The same applies for pleasure. Have you ever heard people say, “I just feel so happy today, I don’t know why!” Undoubtedly, there are chemicals responsible for happiness, but apart from our anatomy, there are associations and correlations our brain is making without our conscious knowledge of it.

For example, to explain this in the simplest terms, I was walking down the street the other morning and I genuinely felt a sense of joy. I looked around me and there was sunshine, it was still cold, but the nice kind of cold. People were running, there was just the right amount of wind chill – that morning seemed to hold more speed and energy than the last two weeks when the skies were overcast, it was brutality cold outside and people tended to keep to themselves. In that moment, I understood why I felt so happy – in contrast to the last few weeks, that morning was literally, and figuratively bright. And had I not dedicated a few short moments to think why I felt happy, I would never have known about the smallest things that bring me joy.

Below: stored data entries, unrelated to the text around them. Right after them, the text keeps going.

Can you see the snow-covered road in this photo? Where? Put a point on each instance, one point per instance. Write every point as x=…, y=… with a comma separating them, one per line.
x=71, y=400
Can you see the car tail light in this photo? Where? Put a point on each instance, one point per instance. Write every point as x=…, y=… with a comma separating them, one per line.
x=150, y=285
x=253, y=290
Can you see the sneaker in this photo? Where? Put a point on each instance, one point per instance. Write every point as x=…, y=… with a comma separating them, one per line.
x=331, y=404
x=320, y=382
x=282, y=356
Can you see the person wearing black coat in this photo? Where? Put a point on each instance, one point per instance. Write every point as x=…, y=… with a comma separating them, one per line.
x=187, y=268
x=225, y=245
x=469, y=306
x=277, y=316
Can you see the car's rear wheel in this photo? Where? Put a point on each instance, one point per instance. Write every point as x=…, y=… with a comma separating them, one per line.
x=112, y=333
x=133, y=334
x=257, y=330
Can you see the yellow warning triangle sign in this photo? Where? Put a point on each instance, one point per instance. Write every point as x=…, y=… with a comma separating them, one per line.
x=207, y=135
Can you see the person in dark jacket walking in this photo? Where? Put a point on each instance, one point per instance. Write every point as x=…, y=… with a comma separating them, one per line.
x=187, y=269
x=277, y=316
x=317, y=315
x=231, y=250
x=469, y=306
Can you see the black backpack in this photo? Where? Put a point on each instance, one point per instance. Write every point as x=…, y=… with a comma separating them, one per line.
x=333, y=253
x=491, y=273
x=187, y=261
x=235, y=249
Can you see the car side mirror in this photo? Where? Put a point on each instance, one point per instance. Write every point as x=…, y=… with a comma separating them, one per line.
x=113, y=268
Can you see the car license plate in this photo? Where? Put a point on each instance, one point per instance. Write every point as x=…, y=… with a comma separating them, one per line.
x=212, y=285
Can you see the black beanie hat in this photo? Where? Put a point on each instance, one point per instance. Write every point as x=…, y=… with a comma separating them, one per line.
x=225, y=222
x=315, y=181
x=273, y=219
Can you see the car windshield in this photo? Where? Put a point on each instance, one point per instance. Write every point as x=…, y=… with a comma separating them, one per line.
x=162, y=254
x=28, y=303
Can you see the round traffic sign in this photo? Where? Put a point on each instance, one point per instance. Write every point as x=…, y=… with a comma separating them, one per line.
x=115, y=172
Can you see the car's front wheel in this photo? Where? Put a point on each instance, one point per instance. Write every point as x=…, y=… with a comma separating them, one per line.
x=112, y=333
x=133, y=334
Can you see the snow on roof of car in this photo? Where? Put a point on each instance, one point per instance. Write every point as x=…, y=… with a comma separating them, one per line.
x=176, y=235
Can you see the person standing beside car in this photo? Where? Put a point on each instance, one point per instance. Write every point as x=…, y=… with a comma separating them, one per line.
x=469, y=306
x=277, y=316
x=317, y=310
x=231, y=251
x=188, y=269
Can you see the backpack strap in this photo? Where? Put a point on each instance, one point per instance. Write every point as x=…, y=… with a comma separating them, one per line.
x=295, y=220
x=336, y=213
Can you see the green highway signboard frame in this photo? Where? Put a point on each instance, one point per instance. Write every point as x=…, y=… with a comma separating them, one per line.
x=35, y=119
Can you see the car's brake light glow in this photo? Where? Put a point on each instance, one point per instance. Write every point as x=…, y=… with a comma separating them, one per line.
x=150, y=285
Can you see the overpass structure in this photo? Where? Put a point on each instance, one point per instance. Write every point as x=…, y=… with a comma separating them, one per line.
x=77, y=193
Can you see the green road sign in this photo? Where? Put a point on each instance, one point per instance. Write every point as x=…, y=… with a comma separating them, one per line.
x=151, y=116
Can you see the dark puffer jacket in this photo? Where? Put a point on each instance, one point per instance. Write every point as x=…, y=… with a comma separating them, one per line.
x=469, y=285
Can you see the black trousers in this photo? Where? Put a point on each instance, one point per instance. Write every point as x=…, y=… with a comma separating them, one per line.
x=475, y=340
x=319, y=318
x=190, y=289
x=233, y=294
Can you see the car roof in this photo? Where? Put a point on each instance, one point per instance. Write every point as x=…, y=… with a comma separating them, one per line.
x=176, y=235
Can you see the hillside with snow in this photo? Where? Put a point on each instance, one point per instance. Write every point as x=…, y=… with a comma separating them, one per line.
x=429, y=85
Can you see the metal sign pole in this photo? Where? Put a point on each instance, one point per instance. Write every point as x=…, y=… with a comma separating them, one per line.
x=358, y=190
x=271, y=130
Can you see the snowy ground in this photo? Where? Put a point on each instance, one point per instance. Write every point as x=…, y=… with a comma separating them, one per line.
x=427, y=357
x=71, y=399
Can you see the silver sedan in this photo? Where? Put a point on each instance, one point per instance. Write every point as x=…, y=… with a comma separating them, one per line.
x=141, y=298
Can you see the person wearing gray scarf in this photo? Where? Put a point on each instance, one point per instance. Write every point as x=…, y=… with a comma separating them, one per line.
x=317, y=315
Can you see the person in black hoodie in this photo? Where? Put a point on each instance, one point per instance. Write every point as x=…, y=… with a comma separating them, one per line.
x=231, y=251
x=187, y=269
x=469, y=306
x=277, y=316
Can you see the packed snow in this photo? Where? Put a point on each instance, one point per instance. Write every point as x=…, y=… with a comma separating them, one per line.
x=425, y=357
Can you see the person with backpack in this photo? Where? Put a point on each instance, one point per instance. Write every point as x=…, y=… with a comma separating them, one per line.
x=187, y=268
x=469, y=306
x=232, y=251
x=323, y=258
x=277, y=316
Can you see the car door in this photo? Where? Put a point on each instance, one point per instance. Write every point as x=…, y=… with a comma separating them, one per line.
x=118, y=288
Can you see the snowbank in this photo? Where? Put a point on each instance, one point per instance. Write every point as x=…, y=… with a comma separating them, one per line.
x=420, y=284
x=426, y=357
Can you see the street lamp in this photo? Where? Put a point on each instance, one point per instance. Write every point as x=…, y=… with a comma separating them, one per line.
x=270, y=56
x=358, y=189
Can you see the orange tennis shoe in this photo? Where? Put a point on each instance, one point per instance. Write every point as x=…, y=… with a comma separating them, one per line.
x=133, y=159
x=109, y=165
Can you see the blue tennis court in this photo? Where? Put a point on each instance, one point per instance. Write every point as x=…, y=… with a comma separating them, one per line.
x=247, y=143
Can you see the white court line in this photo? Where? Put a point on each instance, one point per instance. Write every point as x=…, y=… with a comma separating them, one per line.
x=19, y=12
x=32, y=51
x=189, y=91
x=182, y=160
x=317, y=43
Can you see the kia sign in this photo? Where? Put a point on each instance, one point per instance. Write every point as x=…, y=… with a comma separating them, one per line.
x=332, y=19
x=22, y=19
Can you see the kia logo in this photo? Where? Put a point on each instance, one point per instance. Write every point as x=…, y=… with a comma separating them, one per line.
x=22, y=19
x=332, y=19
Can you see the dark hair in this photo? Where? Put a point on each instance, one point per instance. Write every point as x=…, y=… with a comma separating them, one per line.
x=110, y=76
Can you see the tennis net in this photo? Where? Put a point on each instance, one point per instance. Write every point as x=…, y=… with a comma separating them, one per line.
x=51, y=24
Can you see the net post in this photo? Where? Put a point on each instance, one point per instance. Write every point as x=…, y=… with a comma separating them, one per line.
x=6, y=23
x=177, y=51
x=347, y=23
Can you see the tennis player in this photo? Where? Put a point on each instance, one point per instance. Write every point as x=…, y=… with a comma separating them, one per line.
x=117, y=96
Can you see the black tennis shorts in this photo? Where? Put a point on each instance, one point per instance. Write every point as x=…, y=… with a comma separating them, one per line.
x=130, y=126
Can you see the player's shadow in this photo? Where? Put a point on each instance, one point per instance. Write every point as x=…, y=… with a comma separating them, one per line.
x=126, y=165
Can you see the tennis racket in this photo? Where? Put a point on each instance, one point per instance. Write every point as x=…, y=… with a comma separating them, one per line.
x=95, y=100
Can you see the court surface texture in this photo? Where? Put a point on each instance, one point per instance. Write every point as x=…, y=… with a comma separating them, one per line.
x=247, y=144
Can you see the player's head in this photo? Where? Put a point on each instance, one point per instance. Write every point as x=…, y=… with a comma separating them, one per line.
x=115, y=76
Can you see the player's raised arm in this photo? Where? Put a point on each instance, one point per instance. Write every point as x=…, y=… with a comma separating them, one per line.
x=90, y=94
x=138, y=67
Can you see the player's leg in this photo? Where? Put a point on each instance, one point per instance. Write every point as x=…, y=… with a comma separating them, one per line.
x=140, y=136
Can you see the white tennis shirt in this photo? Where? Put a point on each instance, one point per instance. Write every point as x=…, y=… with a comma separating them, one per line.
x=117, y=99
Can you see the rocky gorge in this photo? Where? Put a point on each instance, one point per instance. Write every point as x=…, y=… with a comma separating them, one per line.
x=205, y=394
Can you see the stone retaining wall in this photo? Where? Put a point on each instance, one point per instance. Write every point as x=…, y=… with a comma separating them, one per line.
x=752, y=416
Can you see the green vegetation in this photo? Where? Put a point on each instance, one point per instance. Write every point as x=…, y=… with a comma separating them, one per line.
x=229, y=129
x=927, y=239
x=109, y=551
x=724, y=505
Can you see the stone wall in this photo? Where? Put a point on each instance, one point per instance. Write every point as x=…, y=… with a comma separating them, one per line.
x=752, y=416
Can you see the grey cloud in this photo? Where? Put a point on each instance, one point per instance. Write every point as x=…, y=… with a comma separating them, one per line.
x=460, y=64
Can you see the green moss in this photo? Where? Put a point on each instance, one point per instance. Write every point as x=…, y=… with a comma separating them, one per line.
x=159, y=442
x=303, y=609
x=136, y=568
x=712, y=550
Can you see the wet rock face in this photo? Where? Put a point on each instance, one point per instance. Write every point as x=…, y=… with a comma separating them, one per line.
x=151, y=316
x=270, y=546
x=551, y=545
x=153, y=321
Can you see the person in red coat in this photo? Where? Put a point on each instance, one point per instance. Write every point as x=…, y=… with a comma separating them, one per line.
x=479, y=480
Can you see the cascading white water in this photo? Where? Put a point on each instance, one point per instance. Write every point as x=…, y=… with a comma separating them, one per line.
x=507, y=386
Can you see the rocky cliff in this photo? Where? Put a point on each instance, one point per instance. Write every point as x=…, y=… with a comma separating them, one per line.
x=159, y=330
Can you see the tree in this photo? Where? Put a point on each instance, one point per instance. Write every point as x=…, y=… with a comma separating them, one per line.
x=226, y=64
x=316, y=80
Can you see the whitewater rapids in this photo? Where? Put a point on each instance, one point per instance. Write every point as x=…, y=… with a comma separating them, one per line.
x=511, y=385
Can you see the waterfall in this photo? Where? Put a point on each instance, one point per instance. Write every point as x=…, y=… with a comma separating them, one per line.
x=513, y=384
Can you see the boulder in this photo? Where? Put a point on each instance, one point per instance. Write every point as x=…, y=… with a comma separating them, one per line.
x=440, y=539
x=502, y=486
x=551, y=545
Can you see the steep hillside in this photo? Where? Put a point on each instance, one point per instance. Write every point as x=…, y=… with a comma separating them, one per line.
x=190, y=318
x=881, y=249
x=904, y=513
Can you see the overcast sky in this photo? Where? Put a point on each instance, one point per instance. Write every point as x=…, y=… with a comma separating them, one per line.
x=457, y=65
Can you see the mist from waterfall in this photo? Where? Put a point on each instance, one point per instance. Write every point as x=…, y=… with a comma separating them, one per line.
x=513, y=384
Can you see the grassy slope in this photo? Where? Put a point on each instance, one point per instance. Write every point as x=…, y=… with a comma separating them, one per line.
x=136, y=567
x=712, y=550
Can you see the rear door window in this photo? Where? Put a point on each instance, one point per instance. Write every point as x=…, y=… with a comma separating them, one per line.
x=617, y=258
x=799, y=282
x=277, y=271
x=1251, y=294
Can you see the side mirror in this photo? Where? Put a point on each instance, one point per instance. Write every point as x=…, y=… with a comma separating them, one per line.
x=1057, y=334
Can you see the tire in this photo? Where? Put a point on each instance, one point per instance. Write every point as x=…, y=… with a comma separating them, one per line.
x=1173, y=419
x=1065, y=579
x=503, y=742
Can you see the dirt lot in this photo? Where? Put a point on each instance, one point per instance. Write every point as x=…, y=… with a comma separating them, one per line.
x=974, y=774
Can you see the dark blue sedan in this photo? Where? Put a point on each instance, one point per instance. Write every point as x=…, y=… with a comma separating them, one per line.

We contrast our experiences on a relative manner, we contrast it with what has been, and hold it on reserve to compare it with what is next. If you have been hurt by people or experiences before, then you know how high you build your walls and guard yourself for the present – and thus, you are once again, contrasting your past to your present.

We structure and understand our reality in comparison.

There is a reason behind our happiness and our pain. Behind our anger outburst are the piled emotions of resentment, uncertainty, ambivalence, frustration, hopelessness, and behind our sweet emblems are the feelings of being loved, acknowledged, appreciated, hopeful, excited, etc.

The words we scribe to our experiences shape our reality for us, and they stem beyond the umbrellas of pleasure and pain. Learning to dissect those terms to analyze the sentiments that cause you feel a certain way is vital to understanding your inner self more concretely.

Those sentiments are clues to understanding the workings of our inner psyche —clues that guide us on a path of higher self of awareness, and with awareness comes empowerment, and an opening that says “Where do we go from here?”